Shaft Tilt

For best performance in forward flight, the fuselage angle of attack should correspond to its minimum drag condition. Since the tip path plane angle of attack must be nose-down to produce the proper balance of forces, a fuselage whose longitudinal axis is parallel to the rotor may be generating more drag than it would if designed to fly more level. To minimize fuselage drag, many helicopters are built with nose-down shaft tilt. A typical value. is —5°. Higher values might be desirable for very high speed helicopters, but the designer must consider the effects on hover attitude where the rotor must be horizontal. A helicopter with high shaft tilt would hover with the fuselage tilted far nose up, with possible effects on field of view and seat comfort.

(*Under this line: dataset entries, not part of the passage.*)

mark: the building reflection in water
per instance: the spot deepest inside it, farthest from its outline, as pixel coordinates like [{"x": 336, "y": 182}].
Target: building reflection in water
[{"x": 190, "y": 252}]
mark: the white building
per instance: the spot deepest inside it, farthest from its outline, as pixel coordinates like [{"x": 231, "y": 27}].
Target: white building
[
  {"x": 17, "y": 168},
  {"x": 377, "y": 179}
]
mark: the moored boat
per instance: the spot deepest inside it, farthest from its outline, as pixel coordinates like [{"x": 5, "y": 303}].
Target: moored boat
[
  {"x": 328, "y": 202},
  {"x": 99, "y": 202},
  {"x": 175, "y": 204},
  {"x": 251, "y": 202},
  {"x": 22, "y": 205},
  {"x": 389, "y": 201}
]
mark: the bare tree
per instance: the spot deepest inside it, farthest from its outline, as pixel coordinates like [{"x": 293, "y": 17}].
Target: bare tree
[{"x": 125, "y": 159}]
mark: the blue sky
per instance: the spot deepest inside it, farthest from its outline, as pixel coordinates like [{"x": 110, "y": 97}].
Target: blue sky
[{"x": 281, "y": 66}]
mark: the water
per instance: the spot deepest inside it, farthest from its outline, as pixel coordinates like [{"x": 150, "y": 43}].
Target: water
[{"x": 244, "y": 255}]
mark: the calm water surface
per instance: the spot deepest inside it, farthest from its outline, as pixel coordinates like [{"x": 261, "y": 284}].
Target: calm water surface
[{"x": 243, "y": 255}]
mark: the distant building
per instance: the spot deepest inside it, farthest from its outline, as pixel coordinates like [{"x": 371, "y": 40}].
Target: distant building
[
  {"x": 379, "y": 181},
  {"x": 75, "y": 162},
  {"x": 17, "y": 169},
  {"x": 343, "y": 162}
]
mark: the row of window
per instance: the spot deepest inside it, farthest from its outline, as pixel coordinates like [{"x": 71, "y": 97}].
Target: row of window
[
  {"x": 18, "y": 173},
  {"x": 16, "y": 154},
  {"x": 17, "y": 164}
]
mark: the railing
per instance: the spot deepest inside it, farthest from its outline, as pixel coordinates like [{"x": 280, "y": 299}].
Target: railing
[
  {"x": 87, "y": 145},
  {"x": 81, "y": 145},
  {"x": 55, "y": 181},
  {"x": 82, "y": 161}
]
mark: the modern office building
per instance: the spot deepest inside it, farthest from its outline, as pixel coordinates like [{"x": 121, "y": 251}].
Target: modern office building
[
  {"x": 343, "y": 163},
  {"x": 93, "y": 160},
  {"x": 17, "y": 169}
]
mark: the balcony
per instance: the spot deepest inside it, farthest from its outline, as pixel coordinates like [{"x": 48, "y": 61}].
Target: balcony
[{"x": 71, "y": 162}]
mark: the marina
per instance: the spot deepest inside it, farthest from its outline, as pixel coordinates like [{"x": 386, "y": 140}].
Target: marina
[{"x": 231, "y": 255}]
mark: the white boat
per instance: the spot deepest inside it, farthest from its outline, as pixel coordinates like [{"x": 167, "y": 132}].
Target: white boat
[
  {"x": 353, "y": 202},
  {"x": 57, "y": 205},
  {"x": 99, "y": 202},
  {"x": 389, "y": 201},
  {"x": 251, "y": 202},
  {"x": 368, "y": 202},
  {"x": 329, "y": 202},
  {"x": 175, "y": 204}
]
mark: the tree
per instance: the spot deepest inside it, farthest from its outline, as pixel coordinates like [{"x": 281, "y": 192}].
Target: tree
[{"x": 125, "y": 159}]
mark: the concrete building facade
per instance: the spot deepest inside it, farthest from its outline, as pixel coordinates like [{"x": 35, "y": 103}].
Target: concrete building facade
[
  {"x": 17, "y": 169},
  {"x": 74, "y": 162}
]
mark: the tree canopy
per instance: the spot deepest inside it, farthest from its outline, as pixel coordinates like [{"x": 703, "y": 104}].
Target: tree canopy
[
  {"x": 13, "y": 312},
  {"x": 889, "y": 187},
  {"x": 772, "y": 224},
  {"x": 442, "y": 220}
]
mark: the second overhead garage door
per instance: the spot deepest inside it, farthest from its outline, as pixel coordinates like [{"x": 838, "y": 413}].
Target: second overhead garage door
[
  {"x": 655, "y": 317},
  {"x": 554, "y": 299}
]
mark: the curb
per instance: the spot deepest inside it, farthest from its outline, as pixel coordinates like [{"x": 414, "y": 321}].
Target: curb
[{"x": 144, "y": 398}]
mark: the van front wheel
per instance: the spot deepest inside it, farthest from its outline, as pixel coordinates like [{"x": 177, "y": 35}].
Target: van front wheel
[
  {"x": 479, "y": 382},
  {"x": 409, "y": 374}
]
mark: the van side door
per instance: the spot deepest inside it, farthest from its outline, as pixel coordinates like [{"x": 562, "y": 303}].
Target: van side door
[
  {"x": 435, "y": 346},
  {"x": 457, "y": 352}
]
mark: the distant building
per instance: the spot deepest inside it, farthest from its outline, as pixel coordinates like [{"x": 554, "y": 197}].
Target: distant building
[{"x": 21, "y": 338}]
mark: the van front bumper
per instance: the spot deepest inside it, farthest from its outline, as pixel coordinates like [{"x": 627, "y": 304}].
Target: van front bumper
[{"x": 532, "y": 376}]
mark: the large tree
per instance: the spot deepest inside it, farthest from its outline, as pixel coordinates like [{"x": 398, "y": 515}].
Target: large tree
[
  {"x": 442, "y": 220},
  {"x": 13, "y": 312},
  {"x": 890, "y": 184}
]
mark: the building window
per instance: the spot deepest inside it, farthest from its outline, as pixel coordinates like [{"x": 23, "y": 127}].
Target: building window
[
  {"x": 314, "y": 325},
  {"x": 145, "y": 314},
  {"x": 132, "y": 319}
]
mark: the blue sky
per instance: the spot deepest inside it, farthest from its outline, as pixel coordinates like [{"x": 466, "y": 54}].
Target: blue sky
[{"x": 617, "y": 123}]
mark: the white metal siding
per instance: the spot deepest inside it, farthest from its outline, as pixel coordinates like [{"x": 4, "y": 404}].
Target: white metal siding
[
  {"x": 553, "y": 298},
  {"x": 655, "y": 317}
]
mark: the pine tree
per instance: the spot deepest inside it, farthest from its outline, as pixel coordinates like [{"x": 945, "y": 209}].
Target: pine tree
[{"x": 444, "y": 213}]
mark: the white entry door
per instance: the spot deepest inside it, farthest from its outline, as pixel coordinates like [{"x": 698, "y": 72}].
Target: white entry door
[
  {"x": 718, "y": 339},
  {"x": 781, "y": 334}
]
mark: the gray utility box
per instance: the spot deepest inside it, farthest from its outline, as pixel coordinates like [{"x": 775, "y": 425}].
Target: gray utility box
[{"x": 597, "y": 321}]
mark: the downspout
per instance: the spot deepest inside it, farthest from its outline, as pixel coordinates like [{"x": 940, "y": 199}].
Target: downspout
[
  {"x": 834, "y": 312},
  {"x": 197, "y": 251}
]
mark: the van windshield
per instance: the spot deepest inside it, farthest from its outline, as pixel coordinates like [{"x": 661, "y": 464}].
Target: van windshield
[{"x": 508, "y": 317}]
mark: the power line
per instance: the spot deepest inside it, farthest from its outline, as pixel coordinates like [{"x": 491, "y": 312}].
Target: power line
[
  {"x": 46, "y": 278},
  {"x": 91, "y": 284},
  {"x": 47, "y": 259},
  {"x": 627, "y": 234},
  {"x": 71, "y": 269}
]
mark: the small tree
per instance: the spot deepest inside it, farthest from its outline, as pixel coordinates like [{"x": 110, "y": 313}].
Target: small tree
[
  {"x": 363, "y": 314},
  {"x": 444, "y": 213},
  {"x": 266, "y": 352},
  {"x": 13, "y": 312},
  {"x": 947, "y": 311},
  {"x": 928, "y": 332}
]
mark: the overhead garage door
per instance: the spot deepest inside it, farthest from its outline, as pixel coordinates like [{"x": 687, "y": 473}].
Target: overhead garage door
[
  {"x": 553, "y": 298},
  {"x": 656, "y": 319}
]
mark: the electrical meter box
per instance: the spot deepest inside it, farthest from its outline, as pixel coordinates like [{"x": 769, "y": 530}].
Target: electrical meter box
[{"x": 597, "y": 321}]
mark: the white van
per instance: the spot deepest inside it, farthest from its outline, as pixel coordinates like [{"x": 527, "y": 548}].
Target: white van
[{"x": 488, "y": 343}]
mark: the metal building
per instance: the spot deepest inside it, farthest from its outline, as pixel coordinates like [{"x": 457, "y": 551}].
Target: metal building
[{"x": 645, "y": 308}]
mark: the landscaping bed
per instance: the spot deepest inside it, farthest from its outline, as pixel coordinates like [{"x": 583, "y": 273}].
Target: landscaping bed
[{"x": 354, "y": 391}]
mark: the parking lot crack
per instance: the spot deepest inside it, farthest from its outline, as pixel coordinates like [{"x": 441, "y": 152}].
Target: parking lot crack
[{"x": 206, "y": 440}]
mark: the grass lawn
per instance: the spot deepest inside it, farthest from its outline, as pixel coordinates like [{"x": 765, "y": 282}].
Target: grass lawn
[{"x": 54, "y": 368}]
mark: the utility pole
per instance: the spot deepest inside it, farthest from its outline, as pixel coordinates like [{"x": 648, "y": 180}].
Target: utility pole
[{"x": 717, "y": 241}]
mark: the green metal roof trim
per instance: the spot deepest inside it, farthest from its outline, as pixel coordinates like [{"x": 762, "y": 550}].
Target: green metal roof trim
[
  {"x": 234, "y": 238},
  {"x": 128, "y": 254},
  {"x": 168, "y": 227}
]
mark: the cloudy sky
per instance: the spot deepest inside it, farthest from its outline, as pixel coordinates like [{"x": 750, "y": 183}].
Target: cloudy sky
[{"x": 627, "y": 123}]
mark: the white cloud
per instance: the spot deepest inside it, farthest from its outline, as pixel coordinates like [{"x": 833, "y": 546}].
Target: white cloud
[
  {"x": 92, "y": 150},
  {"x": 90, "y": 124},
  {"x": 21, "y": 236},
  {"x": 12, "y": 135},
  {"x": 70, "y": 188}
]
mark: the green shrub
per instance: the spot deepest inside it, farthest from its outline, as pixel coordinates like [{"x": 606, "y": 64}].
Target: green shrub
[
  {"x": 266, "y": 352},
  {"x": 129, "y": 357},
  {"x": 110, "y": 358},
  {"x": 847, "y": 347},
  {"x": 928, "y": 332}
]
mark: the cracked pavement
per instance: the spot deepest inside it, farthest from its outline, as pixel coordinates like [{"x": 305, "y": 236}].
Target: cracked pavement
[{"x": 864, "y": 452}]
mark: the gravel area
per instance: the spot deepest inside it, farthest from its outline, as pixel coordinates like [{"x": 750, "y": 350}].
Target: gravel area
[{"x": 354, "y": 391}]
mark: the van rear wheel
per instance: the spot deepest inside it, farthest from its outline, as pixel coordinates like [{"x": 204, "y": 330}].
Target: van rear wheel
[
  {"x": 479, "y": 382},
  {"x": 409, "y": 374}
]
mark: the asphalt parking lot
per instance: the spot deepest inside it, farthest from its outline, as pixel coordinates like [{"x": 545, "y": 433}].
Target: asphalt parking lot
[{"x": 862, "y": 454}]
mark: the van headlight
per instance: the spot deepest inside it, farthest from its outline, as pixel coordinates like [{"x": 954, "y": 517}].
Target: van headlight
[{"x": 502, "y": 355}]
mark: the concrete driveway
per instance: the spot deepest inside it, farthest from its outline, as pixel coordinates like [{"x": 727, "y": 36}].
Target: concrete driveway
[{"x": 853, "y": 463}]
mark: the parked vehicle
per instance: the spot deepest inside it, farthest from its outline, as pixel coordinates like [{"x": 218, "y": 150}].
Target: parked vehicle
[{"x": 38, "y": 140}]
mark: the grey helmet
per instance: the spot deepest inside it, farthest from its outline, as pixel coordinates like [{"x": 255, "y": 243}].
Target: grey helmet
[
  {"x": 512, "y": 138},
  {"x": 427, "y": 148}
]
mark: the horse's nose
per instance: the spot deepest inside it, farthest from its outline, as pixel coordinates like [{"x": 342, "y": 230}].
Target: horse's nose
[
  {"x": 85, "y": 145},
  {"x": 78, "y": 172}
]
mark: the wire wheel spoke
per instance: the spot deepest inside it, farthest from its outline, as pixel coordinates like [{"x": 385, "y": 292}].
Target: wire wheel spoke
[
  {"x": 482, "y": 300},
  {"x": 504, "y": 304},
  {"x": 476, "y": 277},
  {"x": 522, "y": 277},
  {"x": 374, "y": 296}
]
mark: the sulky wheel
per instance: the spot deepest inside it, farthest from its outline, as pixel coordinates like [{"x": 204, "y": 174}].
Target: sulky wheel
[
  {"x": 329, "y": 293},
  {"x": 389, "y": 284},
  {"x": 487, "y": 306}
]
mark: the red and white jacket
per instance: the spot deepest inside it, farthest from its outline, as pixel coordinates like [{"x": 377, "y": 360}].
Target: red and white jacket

The aerodynamicist and the weights engineer could save themselves considerable later work if they could convince the designer to make his layout drawings with the waterlines perpendicular to the rotor shaft. Drag optimization would then be done with fuselage tilt with respect to the waterlines instead of shaft tilt. This would simplify analyses in which both vertical and longitudinal positions of the center of gravity are used.

Flare Angle

A parameter that is affected by the nose-down shaft (or nose-up fuselage) tilt is the maximum fuselage angle that can be achieved during a landing flare without doing structural damage by striking the ground with the fuselage aft end or the tail rotor. Unless special provisions are made, such as a sturdy tail boom and a shock­absorbing tail landing gear, the maximum shaft flare angle is that reached as the main landing gear and the aft end of the tailboom or tail wheel/skid touch simultaneously. The higher this angle, the better will be the final deceleration capability. A survey of many helicopter side views such as those in Appendix В indicates that designers believe that a flare angle of at least 8° is desirable. Note that some designers—such as those of the Hughes AH-64—have preferred simply to make their tail booms sturdy enough to withstand a significant landing impact.